An intelligent Chrome extension powered by the Google Gemini API that automates tasks and interacts with web pages based on natural language commands. This assistant can understand multi-step instructions and perform complex actions on your behalf.
- Natural Language Control: Instruct the extension to perform tasks using plain English (e.g., "Find directions from Colombo to Kandy on this map").

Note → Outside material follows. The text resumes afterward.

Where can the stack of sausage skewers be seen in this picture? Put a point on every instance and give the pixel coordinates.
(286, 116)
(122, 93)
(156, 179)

- 🤖 Advanced Script Generation: For complex or repetitive tasks (e.g., "delete all my posts"), GeminiPilot doesn't just perform single clicks. It writes and executes a complete JavaScript program to automate the entire task in one go. This is incredibly powerful and efficient. For highly secure sites like Facebook, it provides the script for you to run manually from the developer console.
- Dynamic Page Interaction:
- Fill Forms: Automatically fills in input fields and text areas.
- Click Buttons: Clicks buttons, links, and other interactive elements.
- Press Enter: Simulates the "Enter" key to submit forms or trigger actions.
- Navigate: Can go to different URLs when instructed.
- Intelligent Waiting: Automatically waits for pages to load or update after an action, making it reliable on dynamic websites.
- Context-Aware: Keeps a summarized memory of its recent actions to stay on track during long tasks.
- Secure API Key Storage: Uses a dedicated options page to securely store your Gemini API key in your browser, not in the code.
- Modern UI: A sleek, chat-based interface with persistent conversation history and the ability to cancel ongoing tasks.
Follow these steps to get the Gemini Web Assistant running in your own browser for development.
- Google Chrome
- A Gemini API Key from Google AI Studio
- Download the Code:
- Clone this repository or download the source code as a ZIP file and unzip it.
- Load the Extension in Chrome:
- Open Chrome and navigate to
chrome://extensions. - Enable "Developer mode" using the toggle switch in the top-right corner.
- Click the "Load unpacked" button.
- Select the folder containing all the extension files (GeminiPilot-Extention).
- The "GeminiPilot" should now appear in your extensions list. Pin it to your toolbar for easy access!
- Open Chrome and navigate to
- Configure Your API Key:
- This is a crucial step! The extension will not work without it.
- Right-click on the extension's icon in your Chrome toolbar.
- Select "Options".
- Paste your Gemini API Key into the input field and click "Save Key".
- Start Automating!
- Navigate to a website you want to interact with.
- Click the extension icon to open the chat interface.
- Give it a command!
This project is open-source and available under the GNU General Public License v3.0.